Он спрятан в старом промышленном квартале — бетон, ржавые ворота, никаких вывесок. Раньше здесь были нелегальные бои. Я выкупил это место последним у какого-то китайца, который слишком много знал и слишком устал от этого.

Теперь здесь тишина. И работа.

Мы с братом всё переделали под себя. Никакого глянца. Никаких зеркал. Только железо, груши, канаты, маты. Место, где можно не говорить и не объяснять.

Я снимаю куртку, наматываю бинты на руки. Тугие витки — один за другим. Это почти ритуал. Контроль начинается с мелочей.

Груша висит передо мной — тяжёлая, старая, видавшая больше злости, чем многие люди. Я делаю шаг. И бью.

Сначала ровно. Потом сильнее. Потом так, как будто хочу выбить из неё всё, что застряло во мне.

Удары глухие. Тело работает само. Плечи, спина, кулаки — всё включается, как отлаженный механизм. Я не думаю. Я считаю дыхание. Я считаю удары.

Злость выходит через мышцы. Страх — через пот. Бессилие — через боль в костяшках.

Я бью так сильно, как могу.

Груша раскачивается, возвращается, принимает следующий удар. Она не обижается. Не убегает. Не говорит, что я слишком.
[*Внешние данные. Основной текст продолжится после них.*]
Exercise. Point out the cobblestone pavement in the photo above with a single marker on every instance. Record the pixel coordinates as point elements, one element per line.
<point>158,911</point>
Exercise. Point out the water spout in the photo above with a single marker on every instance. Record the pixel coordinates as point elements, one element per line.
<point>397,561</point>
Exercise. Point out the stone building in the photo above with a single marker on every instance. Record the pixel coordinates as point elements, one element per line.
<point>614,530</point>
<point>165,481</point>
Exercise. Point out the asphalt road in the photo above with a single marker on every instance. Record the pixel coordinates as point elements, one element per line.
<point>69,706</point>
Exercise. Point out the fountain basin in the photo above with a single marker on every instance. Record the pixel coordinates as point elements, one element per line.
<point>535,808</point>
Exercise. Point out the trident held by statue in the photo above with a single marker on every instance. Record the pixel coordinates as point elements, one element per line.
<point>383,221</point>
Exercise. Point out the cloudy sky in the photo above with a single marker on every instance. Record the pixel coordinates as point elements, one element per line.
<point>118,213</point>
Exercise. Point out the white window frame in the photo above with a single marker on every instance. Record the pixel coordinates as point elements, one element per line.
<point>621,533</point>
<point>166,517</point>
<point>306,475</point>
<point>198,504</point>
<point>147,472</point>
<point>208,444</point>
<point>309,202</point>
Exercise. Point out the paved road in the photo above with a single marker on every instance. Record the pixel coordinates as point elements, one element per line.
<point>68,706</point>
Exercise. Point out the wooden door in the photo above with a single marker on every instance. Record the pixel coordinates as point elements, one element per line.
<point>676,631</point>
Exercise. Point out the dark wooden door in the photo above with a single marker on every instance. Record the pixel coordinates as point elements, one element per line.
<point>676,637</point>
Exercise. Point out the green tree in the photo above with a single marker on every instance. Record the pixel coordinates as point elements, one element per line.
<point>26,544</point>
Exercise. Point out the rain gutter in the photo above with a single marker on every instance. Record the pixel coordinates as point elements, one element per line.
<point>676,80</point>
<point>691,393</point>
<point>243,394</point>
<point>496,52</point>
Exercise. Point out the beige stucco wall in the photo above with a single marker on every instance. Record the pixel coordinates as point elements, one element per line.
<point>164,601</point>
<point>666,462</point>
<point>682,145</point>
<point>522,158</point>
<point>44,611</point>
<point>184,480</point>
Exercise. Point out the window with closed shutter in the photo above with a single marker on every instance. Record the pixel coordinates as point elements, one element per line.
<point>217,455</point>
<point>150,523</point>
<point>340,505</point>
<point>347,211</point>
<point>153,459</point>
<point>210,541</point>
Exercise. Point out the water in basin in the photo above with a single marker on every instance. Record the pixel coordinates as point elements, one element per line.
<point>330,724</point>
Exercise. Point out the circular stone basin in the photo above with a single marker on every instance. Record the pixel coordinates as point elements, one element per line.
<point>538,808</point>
Это помогает расслабиться.

Когда тело устает, голове становится тише. Мысли замедляются. Он отступает. Коридоры бледнеют. Душевая растворяется.

Остаётся только здесь и сейчас.

Я останавливаюсь, опираюсь лбом о грушу, тяжело дышу. Пот стекает по вискам. Сердце бьётся ровно — наконец-то ровно.

Вот так я и держусь.

Не таблетками. Не словами.

Железом. Ударами. Тишиной между ними.

Второй подход.

Я надеваю наушники, музыка врезается сразу — Limp Bizkit, тяжёлая, резкая, без полутонов. Ритм ложится в тело, подгоняет удары. Груша снова начинает раскачиваться.

Удар. Ещё. Ещё.

Мир сужается до дистанции между кулаком и кожей.

И вдруг — резкий хлопок по плечу.

Тело срабатывает быстрее головы. Я разворачиваюсь на автомате, уже вкладываясь в удар, готовый сломать челюсть.

— Тише, тише, Рокки, — знакомый голос ловит меня на полпути. — Привет.

Я замираю.

Феликс.

Он стоит спокойно, будто ничего не произошло. Одет дорого, не по-спортивному: пальто, тёмная рубашка, часы. Контраст почти смешной. Вокруг — пот, железо, груша. А он — как из другого мира.

Я опускаю руки, сдёргиваю наушники.

— Ты чего? — выдыхаю я.

— Я тут, — пожимает он плечами. — Решил заехать, проветриться.

Он смотрит на мои бинты, на покрасневшие костяшки.

— Злишься.

— Тренируюсь.

— Одно другому не мешает, — усмехается он и делает шаг ближе. — Ты слишком глубоко ушёл. Я хлопнул нормально тебя и не один раз.

— В следующий раз предупреждай.

— В следующий раз не залипай так, будто хочешь убить мир.

Он говорит это без упрёка. Скорее… с заботой, которую у него можно распознать только по интонации.

Феликс кивает на грушу.

— Помогает?

Я киваю.

— Тогда продолжай. Я подожду.

Он отходит к стене, скрещивает руки, наблюдает. Не лезет. Не командует. Просто рядом.

Я снова поворачиваюсь к груше. Музыка возвращается. Удары — тоже.

Но теперь я знаю: если вдруг сорвусь — он здесь.

Позже Феликс ушёл в раздевалку и вернулся уже в спортивной форме. Тихо, без показухи. Подошёл к беговой дорожке, нажал кнопку — и та послушно ожила.

Бег он любил всегда.

Для него пробежать двадцать, тридцать километров — как сходить в магазин за молоком. Ровно. Долго. До полного очищения головы. Феликс убегал от мыслей ногами. Я это знал.